I immediately took his advice, ripped everything out of my portfolio and started again. I refused to give up and returned again and again and again. To cut a long story short, he eventually gave me a placement. That meant that I worked for absolutely nothing except travel expenses.
After my first month, he called me into his office and told me that I’d have to go. He had mistakenly thought that I’d had potential but I’d failed to show it. I told him that I didn’t want to leave. I had it in me. Just give me another month. He reluctantly agreed.
After the second month, he called me into his office, told me that he was still disappointed and asked me to go. This time I begged him to let me stay for another month and even more reluctantly he caved in.
I was determined to show him how wrong he was. I worked until after midnight every night. I worked weekends. And at the end of the third month, I went into his office and told him that I’d found a job that was willing to pay me more than travel expenses. And this time he asked me not to go.
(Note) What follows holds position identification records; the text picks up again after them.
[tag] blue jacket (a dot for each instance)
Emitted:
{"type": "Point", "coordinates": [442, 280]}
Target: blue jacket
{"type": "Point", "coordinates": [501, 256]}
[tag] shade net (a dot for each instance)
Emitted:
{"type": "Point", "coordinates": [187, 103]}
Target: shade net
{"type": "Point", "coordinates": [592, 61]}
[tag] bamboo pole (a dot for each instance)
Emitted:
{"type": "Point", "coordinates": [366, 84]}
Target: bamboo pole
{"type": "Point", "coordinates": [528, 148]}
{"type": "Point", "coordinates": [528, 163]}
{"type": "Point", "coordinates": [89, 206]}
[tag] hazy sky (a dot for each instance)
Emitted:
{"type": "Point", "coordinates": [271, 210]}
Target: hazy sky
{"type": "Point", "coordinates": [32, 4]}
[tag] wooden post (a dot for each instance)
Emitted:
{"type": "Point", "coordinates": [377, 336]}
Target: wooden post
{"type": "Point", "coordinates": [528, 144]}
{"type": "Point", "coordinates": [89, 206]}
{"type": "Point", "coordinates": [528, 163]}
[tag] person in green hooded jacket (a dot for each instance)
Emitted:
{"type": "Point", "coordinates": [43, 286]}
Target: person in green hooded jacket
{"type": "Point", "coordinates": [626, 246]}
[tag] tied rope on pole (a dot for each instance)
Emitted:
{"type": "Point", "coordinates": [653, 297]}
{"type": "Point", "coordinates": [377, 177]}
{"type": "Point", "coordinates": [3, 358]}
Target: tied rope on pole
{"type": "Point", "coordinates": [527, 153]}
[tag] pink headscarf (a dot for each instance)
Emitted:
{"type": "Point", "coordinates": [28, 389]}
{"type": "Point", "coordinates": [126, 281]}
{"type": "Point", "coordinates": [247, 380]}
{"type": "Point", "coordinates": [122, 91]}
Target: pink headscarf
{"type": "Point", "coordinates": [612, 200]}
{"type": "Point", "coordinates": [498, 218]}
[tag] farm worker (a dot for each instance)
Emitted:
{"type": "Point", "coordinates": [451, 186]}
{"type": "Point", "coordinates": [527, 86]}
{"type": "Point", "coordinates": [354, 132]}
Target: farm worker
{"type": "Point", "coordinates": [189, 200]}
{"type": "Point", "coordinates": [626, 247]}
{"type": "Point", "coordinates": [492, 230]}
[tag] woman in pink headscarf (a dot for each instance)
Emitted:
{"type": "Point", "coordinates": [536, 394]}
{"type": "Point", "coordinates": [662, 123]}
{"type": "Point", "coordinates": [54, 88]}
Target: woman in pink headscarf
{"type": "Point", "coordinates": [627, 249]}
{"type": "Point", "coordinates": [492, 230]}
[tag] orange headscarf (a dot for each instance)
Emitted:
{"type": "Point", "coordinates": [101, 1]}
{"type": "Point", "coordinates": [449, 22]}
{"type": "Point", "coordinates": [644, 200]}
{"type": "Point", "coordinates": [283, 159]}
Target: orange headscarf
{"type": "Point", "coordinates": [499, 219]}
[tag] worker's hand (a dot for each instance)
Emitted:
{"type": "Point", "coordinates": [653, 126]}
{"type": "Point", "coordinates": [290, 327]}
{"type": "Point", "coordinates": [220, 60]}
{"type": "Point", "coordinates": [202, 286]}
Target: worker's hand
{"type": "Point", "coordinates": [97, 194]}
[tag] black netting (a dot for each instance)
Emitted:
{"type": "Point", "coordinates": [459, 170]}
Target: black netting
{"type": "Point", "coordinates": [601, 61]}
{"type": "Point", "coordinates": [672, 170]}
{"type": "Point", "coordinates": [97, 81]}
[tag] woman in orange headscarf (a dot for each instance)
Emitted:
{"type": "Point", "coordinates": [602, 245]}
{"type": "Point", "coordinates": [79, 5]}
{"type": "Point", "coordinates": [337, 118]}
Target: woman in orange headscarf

I’d proved myself and had come up with my first batch of decent ads. So I left and went where the money was.
After 3 weeks in my new paid job, I got an even better offer. Not financially better, creatively better. I was now doing several radio ads a week, a couple of TV ads a month and a load of press and poster ads. This is what I wanted.
I was an Art Director at this time and my Copywriter left. I then decided that I’d give Copywriting a bash and recruited a supposedly hotshot Art Director to work with me. He was a wanker. He said “no” to everything I suggested until I couldn’t suggest anything any more. I started to hate my job. Then something wonderful happened: I was fired.
I was thrown out of the office in the morning and was touting my portfolio about in the afternoon. That’s when I picked up my first proper freelance gig. I found out that I could still come up with ideas and started to build a decent freelance business.
I then threw this in and came to work in London. Since then I’ve worked for countless ad agencies, DM agencies and a handful of digital places. Now, fifteen years after I started, I’m about to start at one of the most exciting and creative agencies in London as a Creative Director.
And I still can’t believe that people get paid to do this stuff!